Через полгода я послал поэму в один из столичных журналов. Вскоре рукопись мне вернули. В письме некий неизвестный мне дотоле литератор написал, что мое творчество сплошь состоит из штампов, что в поэме нет и намека на дыхание жизни – все в ней придумано, все противоестественно, к тому же она и без рифмы, что противоречит национальной традиции.
Оскорбленный до глубины души я поклялся себе никуда не посылать больше поэму и никому ее не читать.
Спустя три года в городе появился новый журнал. «А не попробовать ли еще разок? – подумал я. – Журнал только что родился, люди в нем небось свежие, не обремененные предрассудками. Надо рискнуть!»
Сам я в редакцию не пошел, а отправил рукопись по почте. Через две недели я обнаружил в почтовом ящике конверт со штемпелем нового журнала. Конверт был небольшой и тощий. Сердце мое екнуло – рукопись не вернули.
В конверте лежала записка с предложением зайти в редакцию.
Я тут же поехал на указанную улицу и нашел нужный номер дома. У входа висела табличка с названием совсем другого журнала, в который я ничего не посылал.
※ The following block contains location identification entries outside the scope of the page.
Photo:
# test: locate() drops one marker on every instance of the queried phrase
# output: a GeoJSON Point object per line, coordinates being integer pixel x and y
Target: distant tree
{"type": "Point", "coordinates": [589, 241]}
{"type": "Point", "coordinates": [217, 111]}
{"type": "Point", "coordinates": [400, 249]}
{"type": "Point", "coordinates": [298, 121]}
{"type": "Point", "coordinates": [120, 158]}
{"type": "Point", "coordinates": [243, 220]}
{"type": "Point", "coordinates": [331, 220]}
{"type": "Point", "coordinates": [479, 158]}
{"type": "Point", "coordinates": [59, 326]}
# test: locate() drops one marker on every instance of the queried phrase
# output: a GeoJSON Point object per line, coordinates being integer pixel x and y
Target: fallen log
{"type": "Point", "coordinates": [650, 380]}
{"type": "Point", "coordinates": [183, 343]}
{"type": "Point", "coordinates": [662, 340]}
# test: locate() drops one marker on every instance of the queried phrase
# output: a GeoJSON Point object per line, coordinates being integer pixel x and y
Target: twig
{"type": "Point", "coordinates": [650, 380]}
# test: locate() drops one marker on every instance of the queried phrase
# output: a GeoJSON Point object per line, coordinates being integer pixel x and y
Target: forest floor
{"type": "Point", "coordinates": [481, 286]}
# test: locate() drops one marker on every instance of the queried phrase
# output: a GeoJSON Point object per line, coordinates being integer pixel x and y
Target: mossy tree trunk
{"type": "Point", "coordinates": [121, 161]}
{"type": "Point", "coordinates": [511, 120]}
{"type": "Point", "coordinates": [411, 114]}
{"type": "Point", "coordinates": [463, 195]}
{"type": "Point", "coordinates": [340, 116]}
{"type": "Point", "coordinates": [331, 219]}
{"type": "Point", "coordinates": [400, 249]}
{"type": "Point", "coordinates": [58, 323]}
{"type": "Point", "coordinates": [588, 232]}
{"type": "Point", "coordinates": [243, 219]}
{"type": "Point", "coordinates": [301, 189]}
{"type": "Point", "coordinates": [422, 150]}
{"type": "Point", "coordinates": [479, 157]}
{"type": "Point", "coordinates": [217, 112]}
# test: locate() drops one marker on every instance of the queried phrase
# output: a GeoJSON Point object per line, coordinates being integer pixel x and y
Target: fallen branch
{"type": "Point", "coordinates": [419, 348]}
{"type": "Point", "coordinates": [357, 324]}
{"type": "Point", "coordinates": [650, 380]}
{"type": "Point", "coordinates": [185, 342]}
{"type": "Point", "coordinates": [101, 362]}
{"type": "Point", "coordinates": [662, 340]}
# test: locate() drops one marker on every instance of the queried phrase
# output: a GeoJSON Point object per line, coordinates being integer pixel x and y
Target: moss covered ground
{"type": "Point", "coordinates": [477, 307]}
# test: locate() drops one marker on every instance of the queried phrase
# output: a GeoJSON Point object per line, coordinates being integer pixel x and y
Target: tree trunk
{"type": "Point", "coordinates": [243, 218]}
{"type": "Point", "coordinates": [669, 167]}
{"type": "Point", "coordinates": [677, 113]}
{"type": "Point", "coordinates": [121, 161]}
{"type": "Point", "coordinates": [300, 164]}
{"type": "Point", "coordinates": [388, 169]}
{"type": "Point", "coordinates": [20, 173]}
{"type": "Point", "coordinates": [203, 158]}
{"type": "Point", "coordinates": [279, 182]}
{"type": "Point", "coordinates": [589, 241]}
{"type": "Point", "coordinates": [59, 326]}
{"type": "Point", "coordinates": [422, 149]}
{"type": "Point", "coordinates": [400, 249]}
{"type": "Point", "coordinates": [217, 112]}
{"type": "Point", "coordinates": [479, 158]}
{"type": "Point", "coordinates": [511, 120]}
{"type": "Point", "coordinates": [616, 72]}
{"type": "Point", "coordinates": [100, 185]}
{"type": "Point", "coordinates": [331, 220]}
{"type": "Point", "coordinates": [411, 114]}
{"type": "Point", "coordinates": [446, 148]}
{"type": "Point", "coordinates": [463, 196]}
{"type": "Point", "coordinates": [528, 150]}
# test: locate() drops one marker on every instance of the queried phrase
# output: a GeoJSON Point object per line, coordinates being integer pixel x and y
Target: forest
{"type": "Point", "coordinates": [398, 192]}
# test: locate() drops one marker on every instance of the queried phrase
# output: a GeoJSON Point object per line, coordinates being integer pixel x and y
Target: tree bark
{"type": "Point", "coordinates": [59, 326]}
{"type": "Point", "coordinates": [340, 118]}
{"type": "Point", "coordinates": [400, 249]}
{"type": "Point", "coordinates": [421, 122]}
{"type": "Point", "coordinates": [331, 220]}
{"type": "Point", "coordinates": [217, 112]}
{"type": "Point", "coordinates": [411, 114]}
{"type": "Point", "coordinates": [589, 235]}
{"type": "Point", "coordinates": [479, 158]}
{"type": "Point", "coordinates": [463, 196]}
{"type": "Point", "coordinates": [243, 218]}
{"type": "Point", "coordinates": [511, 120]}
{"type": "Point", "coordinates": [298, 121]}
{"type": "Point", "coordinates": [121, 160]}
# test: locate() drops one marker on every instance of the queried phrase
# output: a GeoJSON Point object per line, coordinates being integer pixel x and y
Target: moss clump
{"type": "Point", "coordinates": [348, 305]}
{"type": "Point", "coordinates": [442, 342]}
Я внимательно оглядел фасад дома, но других табличек и каких либо поясняющих текстов на нем не было. Пребывая в недоумении, я зашел в вестибюль, поднялся по лестнице и увидел на стене такую же, как и у входа, табличку. Я пошел выше. Там были две двери, но без табличек. Я толкнулся в одну – она оказалась закрытой, постучался в другую – никто не ответил. Надавил на ручку – она повернулась, но дверь не открылась. «Что за черт! – подумал я. – Разыграли меня что ли?»
В полнейшей растерянности я пришел на автобусную остановку и стал ждать автобус. И вдруг в голове мелькнула догадка: «Журнал-то ведь еще совсем новый! У него, видать, и помещения-то своего еще нет!»
Почти бегом я бросился назад, взбежал по лестнице и постучался в ту дверь, рядом с которой висела табличка.
– Войдите! – донесся до меня из-за двери женский голос.
В небольшой комнате, сплошь заваленной какими-то папками, за обшарпанным столом сидела молодая миловидная женщина.
– Я посылал вам поэму, – сказал я, подходя к столу.
– А, это вы! – сказала женщина приветливо и даже как-то радостно.
При этом она не стесняясь разглядывала меня.
– Я с трудом вас разыскал, – заговорил я, нарушая неловкое молчание, возникшее от чрезмерного любопытства молодой редакторши.